Ребята уже проснулись, сходили на протоку за молодыми побегами тальника и жарили прутья над огнем. Как только вытапливалась пена, слизывали.
— На, Уля, попробуй, — протягивал Афоня Ульяне пруток. — А это тебе, братка.
Ульяна лизнула прут:
— Сладко!
— А я что говорил, — радовался Афоня и бежал к Кузьме, присаживался на корточки. — Ковать будешь, братка?
— Буду, Афанасий Федорович, и ковать, и гнуть. А вы бы с Аверьяном червяков накопали, а?
— Могу, — с готовностью соглашается Афоня. — Рыбу будем удить, да?

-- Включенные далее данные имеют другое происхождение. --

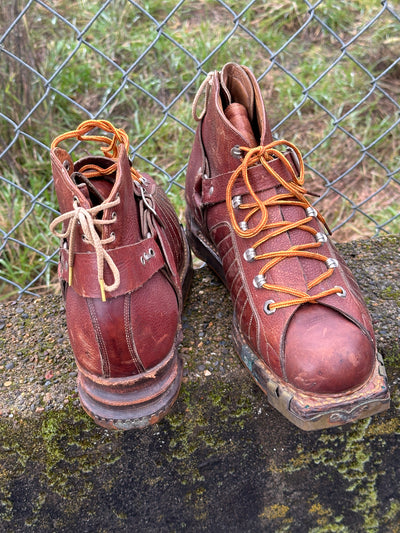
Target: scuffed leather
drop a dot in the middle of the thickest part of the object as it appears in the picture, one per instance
(329, 363)
(135, 329)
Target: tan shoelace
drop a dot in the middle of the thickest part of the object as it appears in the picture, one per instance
(295, 197)
(87, 217)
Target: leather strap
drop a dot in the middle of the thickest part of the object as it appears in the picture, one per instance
(214, 189)
(136, 264)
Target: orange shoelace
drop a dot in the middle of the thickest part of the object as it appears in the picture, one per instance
(111, 150)
(86, 218)
(294, 197)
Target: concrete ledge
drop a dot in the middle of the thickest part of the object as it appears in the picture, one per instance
(222, 460)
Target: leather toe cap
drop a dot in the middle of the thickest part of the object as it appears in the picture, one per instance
(325, 352)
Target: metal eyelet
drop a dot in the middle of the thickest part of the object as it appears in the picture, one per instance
(321, 237)
(311, 212)
(147, 256)
(259, 281)
(236, 201)
(342, 292)
(249, 255)
(267, 309)
(331, 262)
(236, 152)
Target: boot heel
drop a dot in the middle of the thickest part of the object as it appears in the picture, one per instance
(131, 402)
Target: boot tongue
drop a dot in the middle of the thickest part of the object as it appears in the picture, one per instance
(237, 87)
(237, 115)
(95, 189)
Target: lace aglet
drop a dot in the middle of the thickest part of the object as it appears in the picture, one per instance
(102, 290)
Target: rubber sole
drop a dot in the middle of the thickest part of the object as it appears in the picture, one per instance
(141, 400)
(132, 402)
(307, 411)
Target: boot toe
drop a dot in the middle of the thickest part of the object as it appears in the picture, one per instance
(325, 352)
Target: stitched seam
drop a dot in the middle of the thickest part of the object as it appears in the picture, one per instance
(130, 341)
(105, 361)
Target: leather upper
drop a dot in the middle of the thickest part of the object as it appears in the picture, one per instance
(331, 362)
(137, 325)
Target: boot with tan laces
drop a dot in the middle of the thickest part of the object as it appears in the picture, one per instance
(124, 269)
(300, 324)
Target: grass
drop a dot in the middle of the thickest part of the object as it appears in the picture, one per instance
(144, 80)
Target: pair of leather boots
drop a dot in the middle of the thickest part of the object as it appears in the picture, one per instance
(300, 325)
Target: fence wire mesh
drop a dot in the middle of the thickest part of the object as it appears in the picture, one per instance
(329, 72)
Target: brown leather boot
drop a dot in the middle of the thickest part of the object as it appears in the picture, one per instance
(300, 324)
(124, 269)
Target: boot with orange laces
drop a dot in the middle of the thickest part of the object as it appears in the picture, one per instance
(300, 324)
(124, 270)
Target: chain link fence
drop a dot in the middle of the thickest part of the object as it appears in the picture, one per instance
(329, 71)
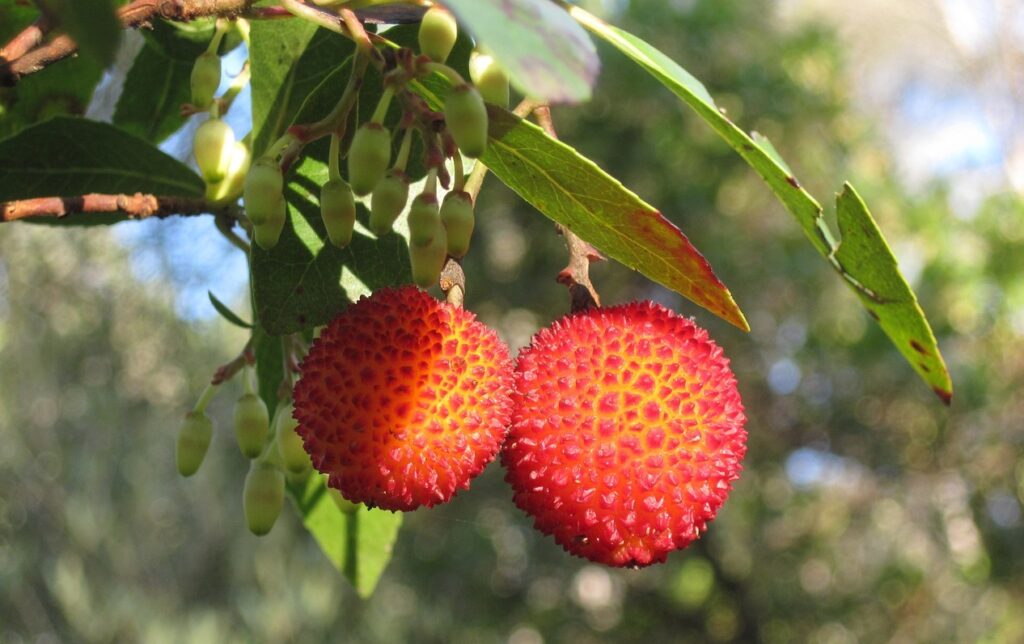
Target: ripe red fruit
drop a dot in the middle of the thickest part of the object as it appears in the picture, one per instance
(403, 399)
(628, 432)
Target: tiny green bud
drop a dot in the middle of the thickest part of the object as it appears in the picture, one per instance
(466, 118)
(205, 79)
(489, 79)
(252, 424)
(424, 219)
(438, 31)
(338, 211)
(229, 188)
(343, 504)
(293, 454)
(264, 185)
(268, 233)
(262, 497)
(212, 147)
(428, 259)
(457, 215)
(388, 201)
(369, 157)
(194, 440)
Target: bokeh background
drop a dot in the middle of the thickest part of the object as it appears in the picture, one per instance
(867, 511)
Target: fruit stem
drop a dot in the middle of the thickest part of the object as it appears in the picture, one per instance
(333, 170)
(205, 397)
(407, 145)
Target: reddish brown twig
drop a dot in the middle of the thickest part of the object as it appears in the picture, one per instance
(577, 274)
(137, 206)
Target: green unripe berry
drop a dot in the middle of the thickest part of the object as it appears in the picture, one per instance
(343, 504)
(230, 187)
(369, 158)
(252, 424)
(428, 260)
(205, 79)
(489, 79)
(424, 219)
(388, 201)
(438, 31)
(466, 118)
(267, 233)
(194, 440)
(262, 497)
(338, 211)
(264, 185)
(457, 215)
(212, 146)
(293, 454)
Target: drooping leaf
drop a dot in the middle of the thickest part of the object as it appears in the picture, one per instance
(289, 58)
(885, 293)
(571, 189)
(67, 157)
(359, 545)
(159, 82)
(226, 312)
(898, 322)
(547, 55)
(93, 25)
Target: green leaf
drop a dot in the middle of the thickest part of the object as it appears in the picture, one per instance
(546, 54)
(69, 157)
(289, 59)
(304, 281)
(159, 82)
(885, 293)
(901, 323)
(93, 25)
(359, 545)
(571, 189)
(226, 312)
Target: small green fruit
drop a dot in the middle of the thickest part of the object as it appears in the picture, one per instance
(369, 158)
(338, 211)
(264, 185)
(438, 31)
(424, 219)
(343, 504)
(489, 79)
(230, 187)
(252, 424)
(205, 79)
(268, 233)
(466, 118)
(262, 497)
(457, 215)
(293, 454)
(213, 146)
(388, 201)
(194, 440)
(428, 260)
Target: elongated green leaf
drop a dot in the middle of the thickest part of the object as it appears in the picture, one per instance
(67, 157)
(901, 323)
(289, 59)
(885, 293)
(547, 55)
(159, 82)
(226, 312)
(571, 189)
(359, 545)
(93, 25)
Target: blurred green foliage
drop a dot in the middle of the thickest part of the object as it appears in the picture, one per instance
(867, 512)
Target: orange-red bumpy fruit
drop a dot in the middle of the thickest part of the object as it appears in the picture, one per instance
(403, 399)
(627, 434)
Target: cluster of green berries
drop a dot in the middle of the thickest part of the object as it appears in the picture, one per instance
(273, 447)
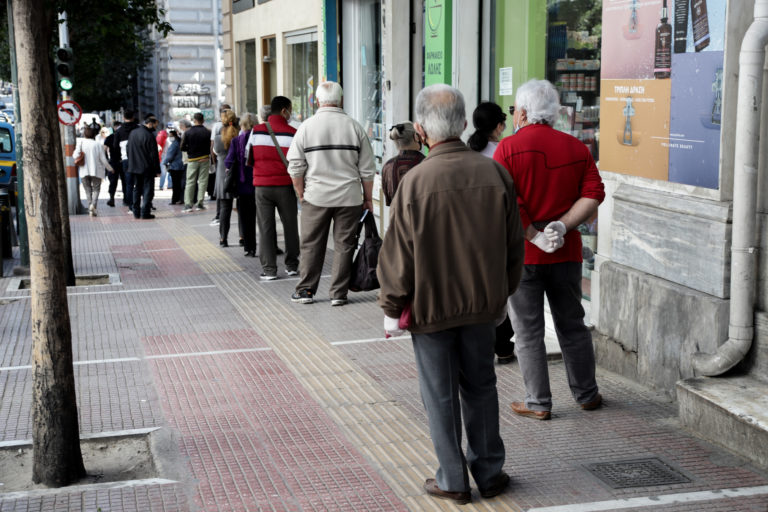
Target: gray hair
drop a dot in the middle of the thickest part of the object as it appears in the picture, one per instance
(440, 111)
(329, 93)
(540, 100)
(248, 120)
(264, 112)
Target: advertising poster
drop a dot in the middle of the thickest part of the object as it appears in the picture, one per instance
(661, 86)
(694, 138)
(437, 42)
(634, 127)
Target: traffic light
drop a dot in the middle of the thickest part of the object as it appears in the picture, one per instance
(64, 68)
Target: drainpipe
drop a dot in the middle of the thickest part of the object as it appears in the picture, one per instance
(744, 246)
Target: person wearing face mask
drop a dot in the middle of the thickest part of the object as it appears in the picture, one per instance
(273, 189)
(490, 122)
(173, 161)
(454, 253)
(558, 187)
(409, 145)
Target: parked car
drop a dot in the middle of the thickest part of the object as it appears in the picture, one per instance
(7, 157)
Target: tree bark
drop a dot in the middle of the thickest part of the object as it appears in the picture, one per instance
(57, 459)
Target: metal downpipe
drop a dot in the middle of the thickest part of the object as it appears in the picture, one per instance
(744, 245)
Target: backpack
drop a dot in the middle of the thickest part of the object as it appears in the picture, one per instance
(367, 258)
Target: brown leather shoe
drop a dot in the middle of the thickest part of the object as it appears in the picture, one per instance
(461, 498)
(594, 403)
(496, 485)
(522, 410)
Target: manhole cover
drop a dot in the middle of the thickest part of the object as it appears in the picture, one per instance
(636, 473)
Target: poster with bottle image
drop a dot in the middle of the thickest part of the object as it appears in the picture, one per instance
(634, 127)
(695, 115)
(629, 38)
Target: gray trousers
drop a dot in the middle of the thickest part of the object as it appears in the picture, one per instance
(315, 225)
(458, 381)
(561, 282)
(197, 174)
(284, 200)
(92, 186)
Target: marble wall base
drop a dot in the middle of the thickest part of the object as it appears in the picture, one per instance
(681, 239)
(649, 327)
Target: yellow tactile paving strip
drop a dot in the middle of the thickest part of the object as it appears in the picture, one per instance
(395, 444)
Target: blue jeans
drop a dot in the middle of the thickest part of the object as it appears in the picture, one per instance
(458, 381)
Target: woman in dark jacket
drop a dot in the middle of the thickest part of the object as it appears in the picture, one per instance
(409, 145)
(246, 204)
(172, 159)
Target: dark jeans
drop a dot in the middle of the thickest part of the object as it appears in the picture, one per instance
(283, 199)
(127, 186)
(143, 185)
(458, 381)
(177, 184)
(561, 282)
(246, 215)
(504, 332)
(225, 214)
(114, 177)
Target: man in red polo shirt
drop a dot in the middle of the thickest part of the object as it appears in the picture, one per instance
(558, 187)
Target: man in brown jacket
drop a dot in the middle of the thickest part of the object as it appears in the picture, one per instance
(454, 252)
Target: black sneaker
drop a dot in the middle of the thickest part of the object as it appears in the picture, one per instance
(302, 297)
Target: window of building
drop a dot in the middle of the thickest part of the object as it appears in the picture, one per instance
(241, 5)
(574, 31)
(248, 96)
(269, 69)
(302, 71)
(362, 70)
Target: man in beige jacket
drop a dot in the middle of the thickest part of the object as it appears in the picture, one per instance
(454, 253)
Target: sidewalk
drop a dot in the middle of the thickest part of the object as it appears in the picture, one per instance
(270, 405)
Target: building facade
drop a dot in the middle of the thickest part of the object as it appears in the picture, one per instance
(186, 74)
(649, 86)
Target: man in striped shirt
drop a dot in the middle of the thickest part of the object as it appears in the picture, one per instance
(332, 168)
(273, 188)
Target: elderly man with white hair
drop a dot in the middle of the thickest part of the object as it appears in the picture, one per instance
(331, 165)
(453, 253)
(558, 188)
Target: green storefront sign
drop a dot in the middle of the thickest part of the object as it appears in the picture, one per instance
(438, 25)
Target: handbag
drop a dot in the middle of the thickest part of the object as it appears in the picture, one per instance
(367, 257)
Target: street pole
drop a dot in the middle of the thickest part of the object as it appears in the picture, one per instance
(70, 139)
(22, 217)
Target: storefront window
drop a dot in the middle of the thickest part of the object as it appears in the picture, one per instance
(248, 95)
(302, 66)
(362, 72)
(574, 32)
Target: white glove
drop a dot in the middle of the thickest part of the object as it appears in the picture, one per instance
(544, 243)
(555, 230)
(392, 327)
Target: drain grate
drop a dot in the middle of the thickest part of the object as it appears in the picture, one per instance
(636, 473)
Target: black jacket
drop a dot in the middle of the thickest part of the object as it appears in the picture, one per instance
(142, 152)
(121, 139)
(197, 141)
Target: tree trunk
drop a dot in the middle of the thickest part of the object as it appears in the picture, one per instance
(57, 459)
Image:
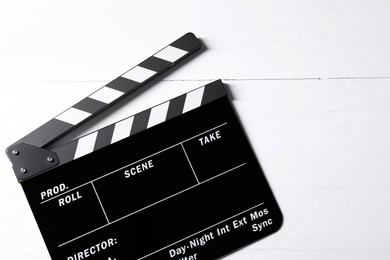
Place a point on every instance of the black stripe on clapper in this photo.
(140, 122)
(117, 90)
(104, 136)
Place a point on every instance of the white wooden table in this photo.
(310, 82)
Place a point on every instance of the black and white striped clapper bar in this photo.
(176, 181)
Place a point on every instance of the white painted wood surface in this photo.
(310, 81)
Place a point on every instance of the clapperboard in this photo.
(176, 181)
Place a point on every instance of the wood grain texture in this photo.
(309, 80)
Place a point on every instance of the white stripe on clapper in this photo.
(170, 54)
(139, 74)
(193, 99)
(85, 145)
(122, 129)
(158, 114)
(73, 116)
(106, 95)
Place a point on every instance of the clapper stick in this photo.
(29, 156)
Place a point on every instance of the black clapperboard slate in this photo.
(176, 181)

— Будем, Афоня, и удить, и исти… — вдохновляется Кузьма. — Может, Аверьян, ты вначале у Арины из хвоста надергаешь на леску? Только осторожнее, не саданула бы.
Братья идут: один копать червей, другой — за конским волосом.
Кузьма выгнул такой крючок, что Ульяна, если бы не видела, не поверила, сказала бы, что лавочный.
— Не урони, Уля, — подставил Кузьма ладони.
— Жалко без занатрины, заусеницы нет — срываться будет рыба, — со всех сторон поразглядывала крючок Ульяна.
— Не шибко дергать — и не будет срываться, — пояснил Кузьма.
— Мы раньше под мельницей всегда дергали пескарей, — вспомнила Ульяна. — Бывало, и срывались. Ну, так я побегу, подсоблю Афоне искать червей, — загорелась рыбалкой и Ульяна.
Кузьма навел на крючке камешком жало — наострил. Аверьян вернулся с колечком шелковистого конского волоса, сел подле Кузьмы, закатал штанину и на сухой, как деревянный костыль, ноге стал свивать леску.
— Твоей ногой, брат, только картошку толочь, — посмеялся Кузьма и стал помогать сучить леску.
Афоня с Ульяной принесли целые пригоршни дождевых червей. Кузьма вырезал на удилище черемуховый прут, посвистел им — славное удилишко!
— Дашь, братка, подержать?
— Дам, Афоня. Все порыбачим.
Афоня тяжело вздыхает. Не только Афоне, но и всем охота поскорее забросить крючок. Привязали леску, взяли ведро под рыбу, и все двинули на слепую протоку. Первым, по старшинству, забросил крючок Кузьма. Свистнула над головой волосяная леска, и шлепнул на гладкую как зеркало воду поплавок, и во все стороны, как на пластинке, пошли на воде круги, и не успела вода успокоиться, как поплавок дернулся и исчез.
— Тя-я-нии!
Над головами сверкнуло маленькое солнце, и на берег шмякнулась рыбина. И зашлепала хвостом о влажный, прибитый дождем песок.
Все бросились к добыче — это был хариус.